El vehículo se deslizó por la nueva carretera, esta vez asfaltada, que enlaza Cochabamba y Santa Cruz. Sólo las zonas geológicas inestables se comían el asfalto de una vía que se abría entre vegetación cada vez más frondosa. El taxi se detuvo en plena carretera. A un lado y a otro, Villa Tunari. La oferta de naturaleza se presuponía amplia, pero la realidad es que sus habitantes parecían querer esconder esas maravillas. Nos costó, y mucho, descubrir las alternativas para adentrarnos en el Chapare sin que fuera una aventura de riesgo. Existen agencias de viajes que te organizan alguna expedición, pero no tuvimos suerte. Tras dar muchas patadas, la suerte se alió con nosotras. Conocimos a Mario, que nos proporcionó alguna clave, pero deberíamos esperar al día siguiente. Visitar Puerto San Francisco, o incluso navegar vía fluvial Ichilo-Mamoré desde Puerto Villarroel hasta Trinidad. Sugerentes propuestas para una excursión de un día o de varios.

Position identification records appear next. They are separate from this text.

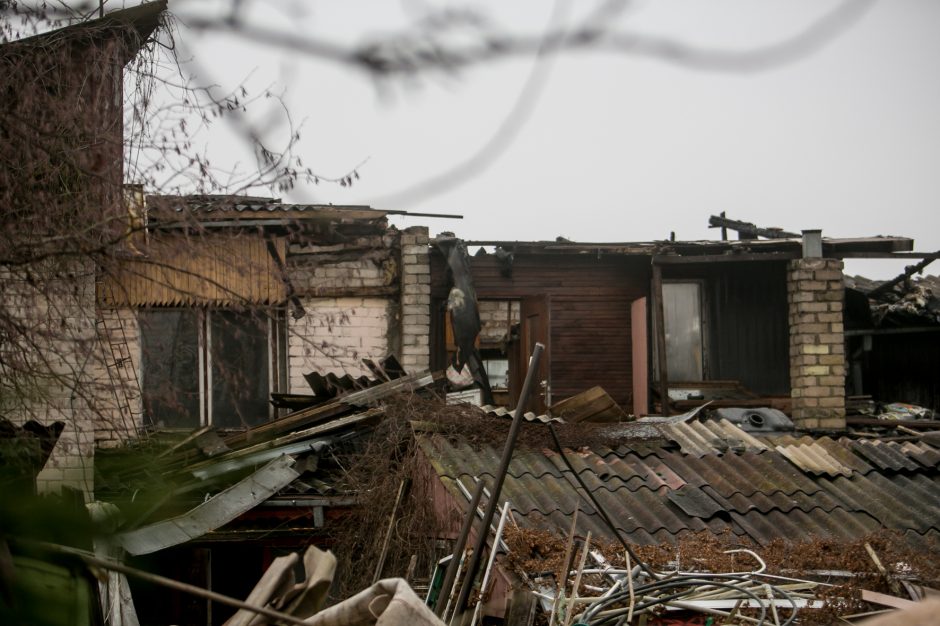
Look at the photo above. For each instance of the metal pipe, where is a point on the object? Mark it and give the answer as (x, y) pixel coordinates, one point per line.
(489, 563)
(454, 564)
(493, 502)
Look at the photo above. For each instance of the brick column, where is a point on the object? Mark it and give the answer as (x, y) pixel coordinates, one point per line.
(815, 293)
(415, 299)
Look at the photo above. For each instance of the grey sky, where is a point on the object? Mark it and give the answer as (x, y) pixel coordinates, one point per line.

Y, mientras tanto, nos dedicamos a recorrer esta pequeña localidad, situada entre los ríos San Mateo y Espíritu Santo, y repleta de alojamientos y restaurantes para dar respuesta a un reclamo turístico internacional. La primera parada sería el Parque Ecológico Machia, un bosque subtropical en el que conviven unos 120 tipos de árboles, pero lo más sorprendente son las especies de mono que gritan en libertad. En el extremo opuesto del pueblo, el Orquidiario, el jardín de este tipo de plantas más importante de todo Bolivia. Claro, la época, invierno, no era la mejor, y eran pocas las que se mantenían abiertas. En cualquier caso, la visita resulta interesante en cuanto se observa un gran número de especies raras o en peligro de extinción. El patujú, la flor nacional de Bolivia, es todo un espectáculo por su colorido y forma.
El calor continuaba siendo asfixiante, pese a que la noche estaba a punto de caer. La humareda que ‘viajaba’ desde Santa Cruz contribuía a aumentar esa sensación de agobio. Pero, ¿de dónde procede ese humo que oculta incluso al sol? Son los chequeos incontrolados con que muchos de los bolivianos, pero también paraguayos y brasileños, pretenden ganar zonas de bosque para el pasto. Hasta tal punto llegó la humareda que el Gobierno ordenó la movilización de miles de militares para combatir la ola de incendios forestales que cubrió de humo gran parte del país y obligó al cierre de cuatro de los diez principales aeropuertos. La visibilidad era por momentos nula. 800 focos se llegaron a contabilizar, según los periódicos del día. Cada año, pueden ser 200.000 las hectáreas de bosque que son convertidas en tierras de cultivo mediante la tala y el chaqueo.
¿Está en peligro el Amazonas? La respuesta es obvia. La única incógnita, es cuándo desaparecerá ese gran pulmón verde. Quizá no se den cuenta que es comida para hoy, hambre para mañana. Las noticias de ese mes de octubre se hacían eco de la amenaza. Llegaron incluso a titular: Holocausto natural.
Nuestros amigos de Villa Tunari -Mario, Paty, José y Roberto-, nos pusieron al tanto de los problemas que año tras año afectan a la vegetación, y por ende a los humanos. Irritación de ojos, problemas respiratorios… En torno a un exquisito churrasco departimos sobre el mundo que se esconde tras la coca en el Chapare, sobre el Gobierno, sobre los controles antinarcóticos y sobre la forma de vivir en esa localidad tropical que sólo tiene 37 años de vida. Pero, para resumirlo, necesitaría páginas y más páginas.